In the UK, when starting your own small company you have a choice between forming a Limited Company (known as Company Name Ltd.) which is a separate legal entity (I assume very similar to the LLC in the US) or you can set up as a self-employed person (either as a sole trader or in a partnership) where the company is actually just yourself earning some money under a trading name.
When I set up Reiver Games back in July 2006, after getting some advice from Business Link, a now defunct government scheme to give free advice to new businesses, I chose the sole trader route - technically, Reiver Games was: Jackson Pope trading as Reiver Games.
Since at the time I was only setting up the business to try and sell 100 copies of Border Reivers that I was going to lovingly craft by hand, I wanted to keep things as cheap as possible. Setting up a limited company required paying someone to incorporate it, and then paying every year for employees liability insurance and to get an accountant to audit your books. All costs I could do without.
Setting up as a sole trader was much easier: open some bank accounts, create a website and tell HMRC (our equivalent of the IRS) that I was now self-employed as well as an employee and job done. As a self-employed person I would also have to start filling in a tax return every year. In the UK if you are just an ordinary wage-slave, paying taxes straight out of your pay cheque every month (PAYE) you don't need to file a tax return, but self-employed people do.
We have to file our tax returns by the end of January the year after the tax year we're filing for. So at the end of this month I have to file a tax return for the tax year from 6th April 2011 to the 5th April 2012. Reiver Games ceased trading in July 2011 and I finally closed all the bank accounts in November 2011, so this is the last time I'll have to file a tax return I hope.

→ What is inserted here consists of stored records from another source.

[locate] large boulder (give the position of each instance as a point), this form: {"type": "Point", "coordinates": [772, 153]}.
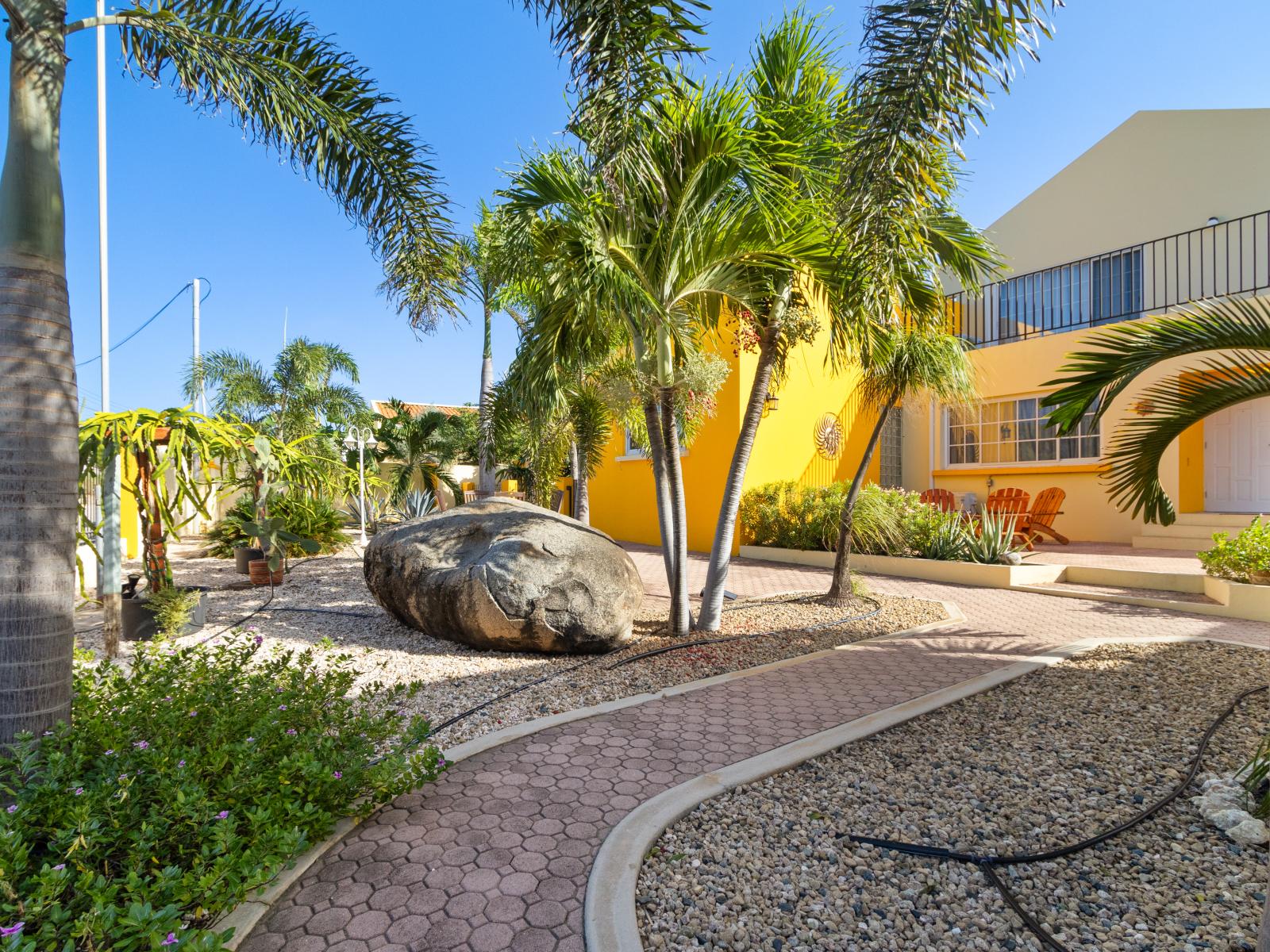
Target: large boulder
{"type": "Point", "coordinates": [506, 574]}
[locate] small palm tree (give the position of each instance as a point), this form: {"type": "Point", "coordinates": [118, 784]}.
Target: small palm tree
{"type": "Point", "coordinates": [1235, 334]}
{"type": "Point", "coordinates": [298, 393]}
{"type": "Point", "coordinates": [423, 447]}
{"type": "Point", "coordinates": [906, 363]}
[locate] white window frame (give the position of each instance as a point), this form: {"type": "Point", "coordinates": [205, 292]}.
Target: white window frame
{"type": "Point", "coordinates": [633, 452]}
{"type": "Point", "coordinates": [1015, 423]}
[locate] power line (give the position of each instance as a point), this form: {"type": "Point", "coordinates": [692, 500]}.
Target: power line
{"type": "Point", "coordinates": [152, 319]}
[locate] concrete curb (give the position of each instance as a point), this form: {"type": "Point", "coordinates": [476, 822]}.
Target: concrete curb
{"type": "Point", "coordinates": [245, 916]}
{"type": "Point", "coordinates": [610, 920]}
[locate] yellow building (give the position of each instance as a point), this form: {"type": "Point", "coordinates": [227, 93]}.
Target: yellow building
{"type": "Point", "coordinates": [1170, 207]}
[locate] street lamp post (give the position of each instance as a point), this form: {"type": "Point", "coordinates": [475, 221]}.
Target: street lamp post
{"type": "Point", "coordinates": [361, 438]}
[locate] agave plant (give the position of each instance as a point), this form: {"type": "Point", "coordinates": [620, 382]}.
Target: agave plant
{"type": "Point", "coordinates": [417, 505]}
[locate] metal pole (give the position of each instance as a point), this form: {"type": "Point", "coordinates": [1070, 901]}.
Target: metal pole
{"type": "Point", "coordinates": [111, 530]}
{"type": "Point", "coordinates": [361, 482]}
{"type": "Point", "coordinates": [201, 400]}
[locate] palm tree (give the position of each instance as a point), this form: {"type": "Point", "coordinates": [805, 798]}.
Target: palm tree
{"type": "Point", "coordinates": [910, 362]}
{"type": "Point", "coordinates": [422, 446]}
{"type": "Point", "coordinates": [1235, 336]}
{"type": "Point", "coordinates": [291, 89]}
{"type": "Point", "coordinates": [486, 272]}
{"type": "Point", "coordinates": [653, 268]}
{"type": "Point", "coordinates": [298, 395]}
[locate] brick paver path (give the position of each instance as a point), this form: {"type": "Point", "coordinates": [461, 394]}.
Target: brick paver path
{"type": "Point", "coordinates": [495, 854]}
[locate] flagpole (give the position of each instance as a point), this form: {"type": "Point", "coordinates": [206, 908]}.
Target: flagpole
{"type": "Point", "coordinates": [112, 566]}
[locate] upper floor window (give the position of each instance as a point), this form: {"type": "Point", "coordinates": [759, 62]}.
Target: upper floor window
{"type": "Point", "coordinates": [1014, 432]}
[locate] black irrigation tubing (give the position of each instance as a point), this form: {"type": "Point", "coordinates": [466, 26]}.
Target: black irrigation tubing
{"type": "Point", "coordinates": [988, 863]}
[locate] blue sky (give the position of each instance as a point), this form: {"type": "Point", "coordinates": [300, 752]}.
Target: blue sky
{"type": "Point", "coordinates": [190, 197]}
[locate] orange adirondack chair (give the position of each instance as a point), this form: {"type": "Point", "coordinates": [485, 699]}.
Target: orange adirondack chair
{"type": "Point", "coordinates": [941, 499]}
{"type": "Point", "coordinates": [1039, 520]}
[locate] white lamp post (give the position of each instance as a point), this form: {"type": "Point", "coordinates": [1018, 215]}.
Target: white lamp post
{"type": "Point", "coordinates": [361, 437]}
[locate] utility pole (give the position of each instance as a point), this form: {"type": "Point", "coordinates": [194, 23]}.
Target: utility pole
{"type": "Point", "coordinates": [108, 581]}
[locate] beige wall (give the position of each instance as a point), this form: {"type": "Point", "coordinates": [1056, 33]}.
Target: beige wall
{"type": "Point", "coordinates": [1156, 175]}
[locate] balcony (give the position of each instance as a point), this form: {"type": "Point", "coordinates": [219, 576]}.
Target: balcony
{"type": "Point", "coordinates": [1225, 259]}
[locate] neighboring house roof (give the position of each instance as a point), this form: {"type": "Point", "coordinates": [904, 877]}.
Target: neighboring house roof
{"type": "Point", "coordinates": [383, 409]}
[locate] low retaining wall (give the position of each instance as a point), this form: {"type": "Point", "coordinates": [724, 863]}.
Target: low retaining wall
{"type": "Point", "coordinates": [995, 577]}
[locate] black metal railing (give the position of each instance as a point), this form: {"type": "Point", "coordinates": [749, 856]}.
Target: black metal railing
{"type": "Point", "coordinates": [1230, 258]}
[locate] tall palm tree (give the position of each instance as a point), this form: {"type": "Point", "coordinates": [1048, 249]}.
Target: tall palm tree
{"type": "Point", "coordinates": [487, 267]}
{"type": "Point", "coordinates": [291, 89]}
{"type": "Point", "coordinates": [298, 393]}
{"type": "Point", "coordinates": [910, 362]}
{"type": "Point", "coordinates": [654, 268]}
{"type": "Point", "coordinates": [423, 447]}
{"type": "Point", "coordinates": [1235, 336]}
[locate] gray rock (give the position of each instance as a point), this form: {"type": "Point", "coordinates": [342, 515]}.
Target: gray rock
{"type": "Point", "coordinates": [506, 574]}
{"type": "Point", "coordinates": [1249, 833]}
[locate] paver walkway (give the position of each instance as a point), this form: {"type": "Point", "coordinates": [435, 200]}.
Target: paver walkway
{"type": "Point", "coordinates": [495, 854]}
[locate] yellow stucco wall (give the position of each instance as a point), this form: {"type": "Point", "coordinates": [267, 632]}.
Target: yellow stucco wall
{"type": "Point", "coordinates": [1020, 370]}
{"type": "Point", "coordinates": [622, 494]}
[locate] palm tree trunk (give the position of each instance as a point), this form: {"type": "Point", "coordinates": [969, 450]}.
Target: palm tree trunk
{"type": "Point", "coordinates": [721, 551]}
{"type": "Point", "coordinates": [486, 475]}
{"type": "Point", "coordinates": [681, 617]}
{"type": "Point", "coordinates": [38, 419]}
{"type": "Point", "coordinates": [840, 589]}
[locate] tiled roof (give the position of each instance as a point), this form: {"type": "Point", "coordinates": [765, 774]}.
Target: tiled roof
{"type": "Point", "coordinates": [383, 409]}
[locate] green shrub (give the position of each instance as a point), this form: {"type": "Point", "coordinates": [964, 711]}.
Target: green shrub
{"type": "Point", "coordinates": [308, 518]}
{"type": "Point", "coordinates": [173, 608]}
{"type": "Point", "coordinates": [184, 786]}
{"type": "Point", "coordinates": [1236, 559]}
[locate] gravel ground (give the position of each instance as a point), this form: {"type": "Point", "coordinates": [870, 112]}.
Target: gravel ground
{"type": "Point", "coordinates": [1041, 762]}
{"type": "Point", "coordinates": [454, 677]}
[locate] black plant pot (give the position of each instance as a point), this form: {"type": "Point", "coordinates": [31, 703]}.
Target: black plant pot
{"type": "Point", "coordinates": [243, 555]}
{"type": "Point", "coordinates": [139, 622]}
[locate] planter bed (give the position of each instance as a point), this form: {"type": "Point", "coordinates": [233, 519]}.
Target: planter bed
{"type": "Point", "coordinates": [1041, 762]}
{"type": "Point", "coordinates": [996, 577]}
{"type": "Point", "coordinates": [455, 677]}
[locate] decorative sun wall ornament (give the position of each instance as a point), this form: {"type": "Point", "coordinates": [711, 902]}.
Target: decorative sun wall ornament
{"type": "Point", "coordinates": [829, 437]}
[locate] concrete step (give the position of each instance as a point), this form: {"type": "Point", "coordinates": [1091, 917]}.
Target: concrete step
{"type": "Point", "coordinates": [1221, 520]}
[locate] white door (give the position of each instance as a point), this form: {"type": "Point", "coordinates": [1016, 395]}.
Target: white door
{"type": "Point", "coordinates": [1237, 459]}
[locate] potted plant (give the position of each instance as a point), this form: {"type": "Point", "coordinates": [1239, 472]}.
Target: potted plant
{"type": "Point", "coordinates": [272, 539]}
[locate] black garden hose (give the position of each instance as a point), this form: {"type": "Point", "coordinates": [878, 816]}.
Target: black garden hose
{"type": "Point", "coordinates": [987, 863]}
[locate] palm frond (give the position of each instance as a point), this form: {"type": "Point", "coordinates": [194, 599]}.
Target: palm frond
{"type": "Point", "coordinates": [291, 89]}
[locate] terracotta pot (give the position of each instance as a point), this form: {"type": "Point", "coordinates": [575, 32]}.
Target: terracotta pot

While I was running Reiver Games (especially during the period when I was doing it full-time) I tried to keep on top of doing my books as I went along, then filing a tax return wasn't too onerous: read some numbers of the annual totals and that was pretty much it. Once I went back to work and Reiver Games was clearly going down the pan it was a bit harder to summon the enthusiasm for staying on top of my books, so filing a tax return turned into frantically catching up on the books, then filing a tax return at the last possible minute. It was like that last January and again this year. I've been doing it during the evenings over the last week or two after The Baby had gone to bed and finally finished and submitted it last night. Theoretically, HMRC will notice I've ceased being self-employed and remove the need to fill in a tax return, though they might need some prodding...
Needless to say, on top of the books, I've got pretty much nothing done on Codename: Vacuum the last couple of weeks, but I've still been having lots of ideas to try out. Now these damn books and tax return are out of the way I'll have to give them a whirl.